Rimase orfano di padre a soli veti anni, superò questa disavventura anche grazie all' aiuto ed al conforto della madre, donna energica e risoluta, sposò a 23 anni una sua coetanea Maria Stella Guccia, figlia del Marchese di Ganzaria, il suo fu un matrimonio d'amore e non di interesse, non era a caccia di dote e la sposa non portò un ingente patrimonio; tuttavia vi fu un accordo matrimoniale ben preciso e dettagliato. L'eventualità teorica di non avere figli fu presto scartata in quanto ebbe 11 figli, dunque l'ultimo Gattopardo non fu lui bensì il pronipote, che al bisnonno attribuirà nel romanzo le sembianze esteriori, e alcune parti di del suo carattere. Dei suoi undici figli maschi furono presto sposi, invece delle cinque figlie le prime tre rimasero nubili. Sulla sua figura politica, i dati sono pochi e discordanti, da alcune fonti risulta che egli non si curò di chiedere il facile riconoscimento dei titoli a lui spettanti, anche se le lettere recapitate a lui sia dall' Italia che dall' estero talvolta lo indicavano con il titolo di Altezza Reale, e negli atti pubblici veniva accompagnato da una  congenie di altri cognomi materni antichi e con il titolo nobiliare, per quanto riguarda la sua opinione nei confronti del modo di governare lo stato, emerge  dalla sua corrispondenza con il Re di Napoli,  un Tomasi  monarchico Borbonico, ma di tipo unitario. Nel suo Ducato di Palma, il Principe soleva trascorrere interi mesi, come ci assicura il Marchese Pietro Tomasi della Torretta e come ci ricordava tempo fa qualche centenario palmese, al quale era rimasto impresso per la "grande barba". Non si sa con certezza se era a Palma quando ci fu lo sbarco dei garibaldini, invece sono conosciuti i dati del plebiscito di Donnafugata “il 21 ottobre 1860, su 2064 elettori iscritti dava 2017 votanti, tutti indistintamente “pel sì    nessuno   pel nò  ,nessun voto nullo".

 Oltre alla testimonianza del Marchese Pietro Tomasi della Torretta, vi sono elementi nella cittadina che stanno a testimoniare come i Tomasi fossero presenti di tanto in tanto in paese come ci indicano diversi "Gattopardi Rampanti "su diversi portali; uno ben conservato e leggibile reca l'iscrizione "Principessa di Lampedusa 1889", da questa si evince che sino a quell'anno e per qualche tempo ancora, la nuora di Giulio Fabrizio, Stefania qui alloggiò.

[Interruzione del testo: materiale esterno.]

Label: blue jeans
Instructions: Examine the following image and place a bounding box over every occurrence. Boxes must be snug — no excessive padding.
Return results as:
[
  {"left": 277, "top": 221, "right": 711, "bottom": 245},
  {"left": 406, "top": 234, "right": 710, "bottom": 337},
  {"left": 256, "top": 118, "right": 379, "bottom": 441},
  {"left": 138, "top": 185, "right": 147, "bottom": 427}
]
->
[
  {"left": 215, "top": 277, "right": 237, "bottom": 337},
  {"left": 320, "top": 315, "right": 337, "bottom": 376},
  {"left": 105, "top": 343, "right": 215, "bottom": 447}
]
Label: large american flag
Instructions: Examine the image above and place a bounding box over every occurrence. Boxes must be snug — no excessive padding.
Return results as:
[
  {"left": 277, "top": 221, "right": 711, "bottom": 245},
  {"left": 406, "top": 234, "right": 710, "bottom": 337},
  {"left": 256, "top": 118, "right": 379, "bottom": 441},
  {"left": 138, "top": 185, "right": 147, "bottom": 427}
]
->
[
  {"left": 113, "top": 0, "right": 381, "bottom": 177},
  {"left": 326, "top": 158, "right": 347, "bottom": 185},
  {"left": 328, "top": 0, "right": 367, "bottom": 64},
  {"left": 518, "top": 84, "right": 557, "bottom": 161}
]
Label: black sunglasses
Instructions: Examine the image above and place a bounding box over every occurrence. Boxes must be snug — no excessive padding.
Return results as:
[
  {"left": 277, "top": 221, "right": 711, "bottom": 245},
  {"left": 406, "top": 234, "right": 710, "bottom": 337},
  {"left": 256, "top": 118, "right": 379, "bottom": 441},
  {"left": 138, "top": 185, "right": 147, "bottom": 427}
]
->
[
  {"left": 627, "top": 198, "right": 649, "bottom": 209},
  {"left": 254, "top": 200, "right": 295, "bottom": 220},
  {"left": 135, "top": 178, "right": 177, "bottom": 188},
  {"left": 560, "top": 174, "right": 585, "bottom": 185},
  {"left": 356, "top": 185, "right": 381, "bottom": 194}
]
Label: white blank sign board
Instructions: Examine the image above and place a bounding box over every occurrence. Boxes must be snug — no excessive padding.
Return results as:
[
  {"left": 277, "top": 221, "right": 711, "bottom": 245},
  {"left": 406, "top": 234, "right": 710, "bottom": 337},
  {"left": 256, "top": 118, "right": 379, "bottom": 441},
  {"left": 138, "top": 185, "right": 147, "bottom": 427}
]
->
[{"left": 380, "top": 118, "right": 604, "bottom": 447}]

Il Principe  morì come un uomo in esilio in un’altra città, egli a differenza del personaggio letterario non corteggiava affatto la morte , anzi cercò in tutti i modi di scavalcarla; nel 1865-7 un epidemia di colera giunse in Sicilia da Napoli, sotto il ricordo del panico di venti anni prima per la stessa situazione, molti siciliani decisero di abbandonare l'isola, anche Giulio Ferdinando non volle restare, anche se  ormai settantenne decise di rifugiarsi insieme con tutta la famiglia a Firenze, pensava di aver ingannato la morte, invece no , la moglie ed i figli si salvarono ,ma purtroppo prima di partire lui aveva già contratto il colera, morì dopo un lungo e faticoso viaggio in un albergo di Firenze, era il 27 settembre 1885. Fu seppellito nella cappella di famiglia nel cimitero dei Cappuccini. Di Palermo una semplice lapide lo ricorda: "Principe Giulio di Lampedusa astronomo".